- Born: November 22, 1985 (age 40) Mexico City, Mexico
- Citizenship: Mexico United States
- Education: University of Mount Union
- Occupations: Television journalist, news anchor
- Employer: ESPN
- Parent: María Antonieta Collins

= Antonietta Collins =

Mexican-American sportscaster

Antonietta "Toni" Gonzalez-Collins (born November 22, 1985) is a Mexican-American sportscaster. She currently works for ESPN as a news anchor for SportsCenter and occasionally, host SportsNation. She joined ESPN in 2016. She is the daughter of the television reporter María Antonieta Collins.
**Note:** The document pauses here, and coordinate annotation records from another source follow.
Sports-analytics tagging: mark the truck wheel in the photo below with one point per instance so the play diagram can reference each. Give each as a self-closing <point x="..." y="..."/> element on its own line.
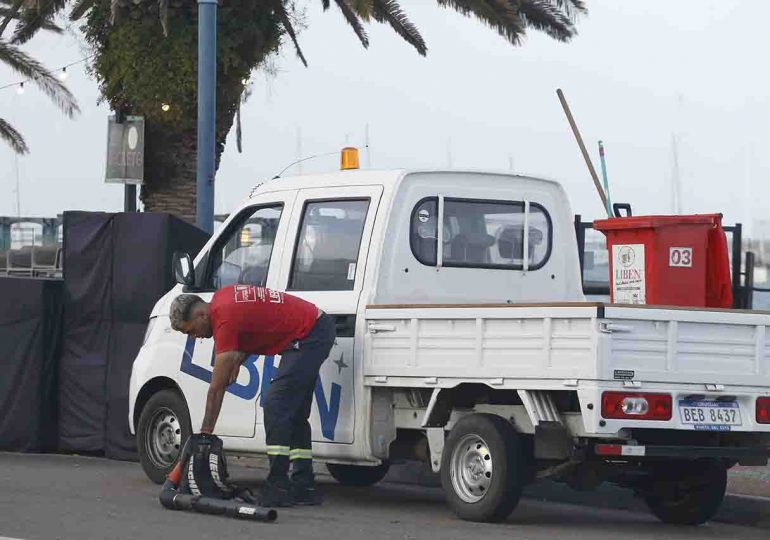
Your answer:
<point x="482" y="470"/>
<point x="164" y="425"/>
<point x="688" y="494"/>
<point x="358" y="475"/>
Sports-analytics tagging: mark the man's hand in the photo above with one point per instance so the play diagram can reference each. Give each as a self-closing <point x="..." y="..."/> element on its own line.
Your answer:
<point x="226" y="367"/>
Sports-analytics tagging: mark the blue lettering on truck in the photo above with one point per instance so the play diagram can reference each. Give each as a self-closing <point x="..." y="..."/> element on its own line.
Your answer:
<point x="328" y="411"/>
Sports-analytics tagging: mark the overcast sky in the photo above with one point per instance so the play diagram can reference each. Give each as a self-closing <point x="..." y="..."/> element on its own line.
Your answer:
<point x="637" y="73"/>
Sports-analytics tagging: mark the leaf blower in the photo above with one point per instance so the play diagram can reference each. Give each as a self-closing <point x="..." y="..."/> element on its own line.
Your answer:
<point x="198" y="482"/>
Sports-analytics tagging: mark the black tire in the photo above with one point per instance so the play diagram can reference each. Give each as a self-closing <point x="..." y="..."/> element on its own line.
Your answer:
<point x="164" y="426"/>
<point x="490" y="490"/>
<point x="687" y="493"/>
<point x="358" y="475"/>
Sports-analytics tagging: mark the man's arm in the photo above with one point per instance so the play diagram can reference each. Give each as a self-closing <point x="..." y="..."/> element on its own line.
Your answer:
<point x="226" y="366"/>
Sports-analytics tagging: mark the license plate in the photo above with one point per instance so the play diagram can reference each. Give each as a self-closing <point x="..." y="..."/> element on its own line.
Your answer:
<point x="710" y="415"/>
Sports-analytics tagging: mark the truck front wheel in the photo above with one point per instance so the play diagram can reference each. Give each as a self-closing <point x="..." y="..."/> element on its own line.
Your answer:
<point x="482" y="470"/>
<point x="164" y="425"/>
<point x="358" y="475"/>
<point x="687" y="493"/>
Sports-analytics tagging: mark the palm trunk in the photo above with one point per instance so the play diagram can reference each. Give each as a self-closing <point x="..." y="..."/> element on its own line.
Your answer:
<point x="170" y="168"/>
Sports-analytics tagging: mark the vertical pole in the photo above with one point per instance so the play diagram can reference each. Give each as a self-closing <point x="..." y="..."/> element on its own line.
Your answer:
<point x="750" y="263"/>
<point x="299" y="149"/>
<point x="737" y="245"/>
<point x="207" y="108"/>
<point x="604" y="176"/>
<point x="5" y="234"/>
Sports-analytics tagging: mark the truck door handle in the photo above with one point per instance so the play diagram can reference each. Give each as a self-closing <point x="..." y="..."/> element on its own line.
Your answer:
<point x="375" y="328"/>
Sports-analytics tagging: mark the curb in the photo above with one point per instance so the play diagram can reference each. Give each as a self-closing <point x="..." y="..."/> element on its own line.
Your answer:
<point x="736" y="509"/>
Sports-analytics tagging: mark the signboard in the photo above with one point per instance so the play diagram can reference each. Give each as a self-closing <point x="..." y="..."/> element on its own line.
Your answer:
<point x="125" y="151"/>
<point x="628" y="280"/>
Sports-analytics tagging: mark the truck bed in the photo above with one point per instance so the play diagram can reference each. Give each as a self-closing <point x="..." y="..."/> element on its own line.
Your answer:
<point x="567" y="341"/>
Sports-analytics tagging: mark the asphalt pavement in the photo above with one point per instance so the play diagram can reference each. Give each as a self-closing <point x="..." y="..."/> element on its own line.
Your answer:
<point x="66" y="497"/>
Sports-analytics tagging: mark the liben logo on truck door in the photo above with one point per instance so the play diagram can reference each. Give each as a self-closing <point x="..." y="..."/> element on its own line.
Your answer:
<point x="328" y="411"/>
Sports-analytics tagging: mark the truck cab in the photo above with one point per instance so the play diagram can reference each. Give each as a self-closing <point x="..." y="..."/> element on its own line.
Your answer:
<point x="463" y="340"/>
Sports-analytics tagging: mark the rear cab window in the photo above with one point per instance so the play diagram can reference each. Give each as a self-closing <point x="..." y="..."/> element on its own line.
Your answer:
<point x="482" y="233"/>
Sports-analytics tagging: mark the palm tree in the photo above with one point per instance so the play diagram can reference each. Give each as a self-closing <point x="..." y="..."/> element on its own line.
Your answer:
<point x="137" y="69"/>
<point x="32" y="70"/>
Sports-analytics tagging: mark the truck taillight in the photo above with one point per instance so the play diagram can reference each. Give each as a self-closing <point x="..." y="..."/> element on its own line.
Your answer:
<point x="763" y="410"/>
<point x="636" y="406"/>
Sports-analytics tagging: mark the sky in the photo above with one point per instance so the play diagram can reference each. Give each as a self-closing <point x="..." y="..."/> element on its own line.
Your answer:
<point x="638" y="75"/>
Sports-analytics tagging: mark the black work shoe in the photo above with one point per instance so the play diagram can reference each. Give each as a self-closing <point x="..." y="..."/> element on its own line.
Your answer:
<point x="305" y="494"/>
<point x="275" y="495"/>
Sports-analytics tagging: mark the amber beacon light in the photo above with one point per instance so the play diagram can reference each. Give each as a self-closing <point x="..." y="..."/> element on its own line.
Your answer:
<point x="349" y="159"/>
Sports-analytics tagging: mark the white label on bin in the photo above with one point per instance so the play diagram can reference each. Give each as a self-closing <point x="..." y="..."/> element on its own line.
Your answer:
<point x="628" y="280"/>
<point x="680" y="257"/>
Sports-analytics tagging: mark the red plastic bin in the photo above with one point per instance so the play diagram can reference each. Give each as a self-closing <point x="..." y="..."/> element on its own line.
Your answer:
<point x="668" y="260"/>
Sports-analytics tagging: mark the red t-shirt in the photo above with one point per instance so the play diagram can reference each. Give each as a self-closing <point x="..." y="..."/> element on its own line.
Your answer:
<point x="257" y="320"/>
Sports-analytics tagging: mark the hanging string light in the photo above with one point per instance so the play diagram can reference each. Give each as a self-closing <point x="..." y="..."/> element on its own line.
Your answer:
<point x="61" y="74"/>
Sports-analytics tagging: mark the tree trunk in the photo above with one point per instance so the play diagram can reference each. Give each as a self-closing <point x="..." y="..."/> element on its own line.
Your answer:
<point x="140" y="70"/>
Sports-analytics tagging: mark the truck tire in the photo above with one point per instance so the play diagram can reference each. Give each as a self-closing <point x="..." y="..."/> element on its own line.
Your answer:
<point x="482" y="468"/>
<point x="358" y="475"/>
<point x="164" y="425"/>
<point x="688" y="493"/>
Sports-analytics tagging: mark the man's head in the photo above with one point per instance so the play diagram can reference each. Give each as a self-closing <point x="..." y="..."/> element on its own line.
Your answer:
<point x="189" y="314"/>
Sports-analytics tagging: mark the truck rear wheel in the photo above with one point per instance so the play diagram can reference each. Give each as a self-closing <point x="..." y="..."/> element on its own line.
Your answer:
<point x="688" y="493"/>
<point x="164" y="425"/>
<point x="358" y="475"/>
<point x="482" y="470"/>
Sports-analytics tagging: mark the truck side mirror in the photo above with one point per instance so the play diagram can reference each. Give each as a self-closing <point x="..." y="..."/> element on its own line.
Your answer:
<point x="183" y="269"/>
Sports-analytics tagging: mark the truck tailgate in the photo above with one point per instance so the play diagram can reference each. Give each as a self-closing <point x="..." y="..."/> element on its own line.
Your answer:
<point x="484" y="342"/>
<point x="580" y="341"/>
<point x="685" y="345"/>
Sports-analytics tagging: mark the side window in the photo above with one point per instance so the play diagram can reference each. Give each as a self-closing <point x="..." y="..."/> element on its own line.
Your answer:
<point x="481" y="234"/>
<point x="244" y="256"/>
<point x="326" y="256"/>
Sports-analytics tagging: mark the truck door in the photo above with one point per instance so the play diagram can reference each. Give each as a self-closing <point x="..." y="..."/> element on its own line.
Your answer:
<point x="248" y="251"/>
<point x="324" y="263"/>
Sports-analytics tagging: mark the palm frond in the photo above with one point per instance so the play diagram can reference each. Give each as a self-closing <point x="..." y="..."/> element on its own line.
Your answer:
<point x="289" y="27"/>
<point x="390" y="11"/>
<point x="35" y="18"/>
<point x="572" y="8"/>
<point x="547" y="17"/>
<point x="9" y="134"/>
<point x="9" y="13"/>
<point x="114" y="10"/>
<point x="354" y="21"/>
<point x="28" y="67"/>
<point x="500" y="15"/>
<point x="80" y="9"/>
<point x="12" y="14"/>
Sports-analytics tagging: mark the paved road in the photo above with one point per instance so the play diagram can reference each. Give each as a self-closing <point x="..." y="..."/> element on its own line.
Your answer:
<point x="51" y="497"/>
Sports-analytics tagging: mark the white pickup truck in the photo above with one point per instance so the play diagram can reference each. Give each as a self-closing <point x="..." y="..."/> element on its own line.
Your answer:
<point x="465" y="340"/>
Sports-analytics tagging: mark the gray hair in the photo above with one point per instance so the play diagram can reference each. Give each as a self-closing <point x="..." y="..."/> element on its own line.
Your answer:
<point x="181" y="308"/>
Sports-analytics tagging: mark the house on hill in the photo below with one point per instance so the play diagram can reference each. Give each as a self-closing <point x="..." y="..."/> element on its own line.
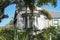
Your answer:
<point x="39" y="20"/>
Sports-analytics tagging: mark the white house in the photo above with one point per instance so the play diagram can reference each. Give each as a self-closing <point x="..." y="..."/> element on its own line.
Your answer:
<point x="40" y="22"/>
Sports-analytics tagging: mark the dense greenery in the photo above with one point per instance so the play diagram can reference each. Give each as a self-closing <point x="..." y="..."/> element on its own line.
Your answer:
<point x="8" y="34"/>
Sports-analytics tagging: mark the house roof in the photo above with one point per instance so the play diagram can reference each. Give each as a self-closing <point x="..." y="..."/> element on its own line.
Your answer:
<point x="55" y="15"/>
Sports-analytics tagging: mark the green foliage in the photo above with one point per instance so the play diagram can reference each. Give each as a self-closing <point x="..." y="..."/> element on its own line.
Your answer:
<point x="46" y="13"/>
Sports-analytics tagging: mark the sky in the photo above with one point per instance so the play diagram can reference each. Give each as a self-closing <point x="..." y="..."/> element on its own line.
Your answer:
<point x="10" y="10"/>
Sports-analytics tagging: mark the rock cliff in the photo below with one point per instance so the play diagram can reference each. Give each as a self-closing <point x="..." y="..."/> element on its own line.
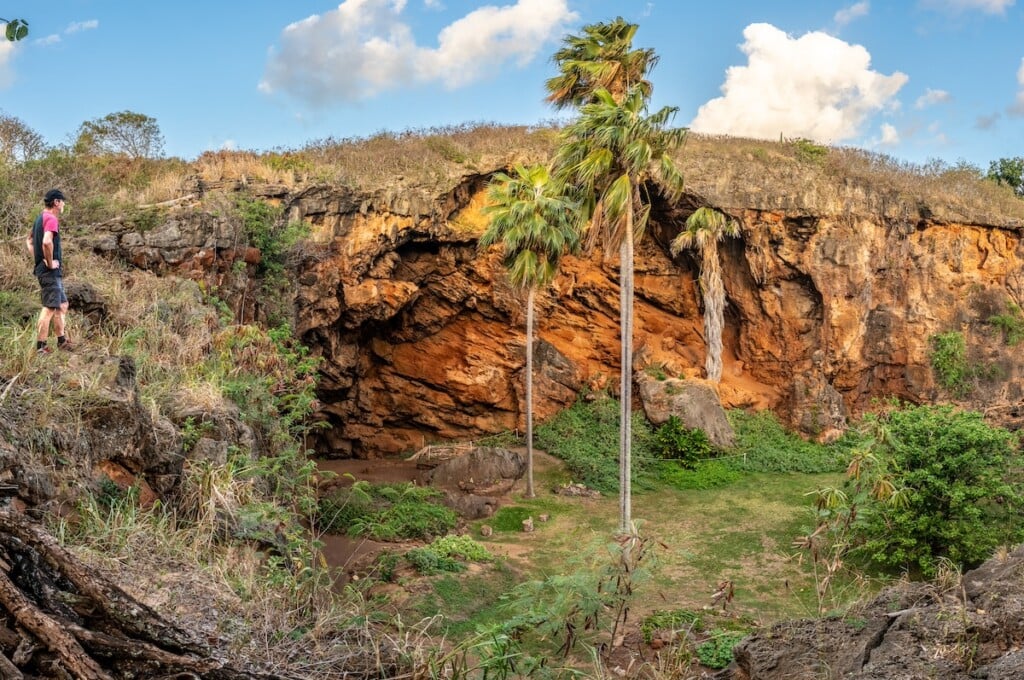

==Early life and education==
Collins began playing soccer at the age of 10 and was asked to join Mexico's national team in the under-19 division. She attended St. Brendan High School in Miami, FL. She is a graduate of Mount Union College in Alliance, Ohio, with a bachelor's degree in communications, with an emphasis in sports management. She played on the women's soccer team. She also played softball.

==Career==
Upon graduating in 2013, she became a production assistant at Univision in Miami, Florida and has collaborated with producers of national programs such as Nuestra Belleza Latina, Premios Lo Nuestro, Premios Juventud and Primer Impacto. She also worked with the CBS Sports Radio affiliate in St. Petersburg, Florida, as a production assistant, then as a sports reporter covering the Tampa Bay Buccaneers, the Tampa Bay Lightning and the University of South Florida football team.
In 2013, Collins accepted her first on-camera job as a news reporter for Univision's Noticias 48/FOX2 news team at the dual-language station in McAllen, Texas, where she covered stories on immigration and drug trafficking on both sides of the Texas-Mexico border, also filling in as a sports and weather anchor. Previously, Toni Collins was a sports anchor and reporter for Deportes 23, Univision's Dallas affiliate, where she covered the NBA postseason and finals, Major League Baseball’s playoffs, the Dallas Cowboys, FC Dallas and the Dallas Stars. She also produced and anchored Univision 23's local sports show Accion Deportiva Extra. She first auditioned for ESPN in 2015 and again a year later wherein she was hired.